For comparison, the scientists collected the same information from 50 near sea-level dwellers from the United States who participated in the study at the General Clinical Research Center at the Cleveland Clinic.
The combined increase in NO and blood flow levels resulted in double the amount of oxygen delivered to the capillary beds in the Tibetans' arms.
The researchers hypothesize that Tibetans have a genetic mutation that allows high NO production. Genetic studies and comparable data on sea-level populations living at high altitude would be needed to test that hypothesis, said Beall.
During the study, the researchers also recognized another population difference: Tibetan women were found to have higher nitrite and lower nitrate levels than those of Tibetan men, whereas no gender differences were found in sea-level dwellers.

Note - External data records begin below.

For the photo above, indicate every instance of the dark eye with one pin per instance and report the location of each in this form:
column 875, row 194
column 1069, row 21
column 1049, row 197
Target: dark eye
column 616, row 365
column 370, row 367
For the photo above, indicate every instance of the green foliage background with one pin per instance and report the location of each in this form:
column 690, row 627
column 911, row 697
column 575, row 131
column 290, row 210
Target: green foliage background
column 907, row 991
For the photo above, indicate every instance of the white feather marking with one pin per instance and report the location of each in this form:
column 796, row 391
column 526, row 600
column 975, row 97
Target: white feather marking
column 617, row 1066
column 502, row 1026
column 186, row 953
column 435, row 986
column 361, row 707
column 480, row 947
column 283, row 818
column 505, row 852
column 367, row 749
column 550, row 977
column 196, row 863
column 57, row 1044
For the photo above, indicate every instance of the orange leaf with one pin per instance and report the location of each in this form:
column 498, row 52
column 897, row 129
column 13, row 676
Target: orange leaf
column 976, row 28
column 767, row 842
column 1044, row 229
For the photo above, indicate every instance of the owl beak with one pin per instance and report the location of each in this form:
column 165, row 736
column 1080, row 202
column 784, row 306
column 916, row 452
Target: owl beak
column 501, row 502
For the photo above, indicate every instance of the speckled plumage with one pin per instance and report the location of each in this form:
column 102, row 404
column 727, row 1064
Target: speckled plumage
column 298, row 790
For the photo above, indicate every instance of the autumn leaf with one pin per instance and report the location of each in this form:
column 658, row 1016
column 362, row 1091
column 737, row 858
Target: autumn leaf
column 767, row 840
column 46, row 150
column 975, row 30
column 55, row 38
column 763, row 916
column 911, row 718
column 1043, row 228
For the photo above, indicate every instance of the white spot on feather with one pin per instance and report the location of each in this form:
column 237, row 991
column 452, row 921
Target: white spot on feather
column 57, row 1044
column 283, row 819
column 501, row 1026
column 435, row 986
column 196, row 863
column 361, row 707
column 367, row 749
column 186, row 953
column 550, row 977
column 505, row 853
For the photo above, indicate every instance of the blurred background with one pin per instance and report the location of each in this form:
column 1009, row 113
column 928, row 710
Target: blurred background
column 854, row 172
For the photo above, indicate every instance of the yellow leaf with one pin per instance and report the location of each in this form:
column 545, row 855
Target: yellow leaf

In this research, blood flow is determined by the length, number and width of the diameter of blood vessels. These numbers are determined partly by NO, which is a dilator of the vessels and prevents high blood pressure, which would result from increased blood flow in restricted blood vessels. NO also helps in the release of oxygen to tissues. NO reacts in the blood to produce nitrite, nitrate, nitrosothiol proteins and á-nitrosyl hemoglobin, which can be used as indicators of NO production. To confirm the increases in NO, the researchers subjected the Tibetan samples to sensitive high performance liquid chromatography, where the results verified the 10-fold increase of NO in the blood.
This study continues to unravel the mysteries of high altitude adaption and follows Beall's 2001 study, published in Nature, on the NO levels in exhaled breath of Tibetans, which were found to be 25 percent greater than that of local Cleveland residents. There was also a related paper on NO and pulmonary blood flow in 2005 in the Journal of Applied Physiology. Brian Hoit of the department of medicine at the Case Western Reserve School of Medicine was the lead author on that paper.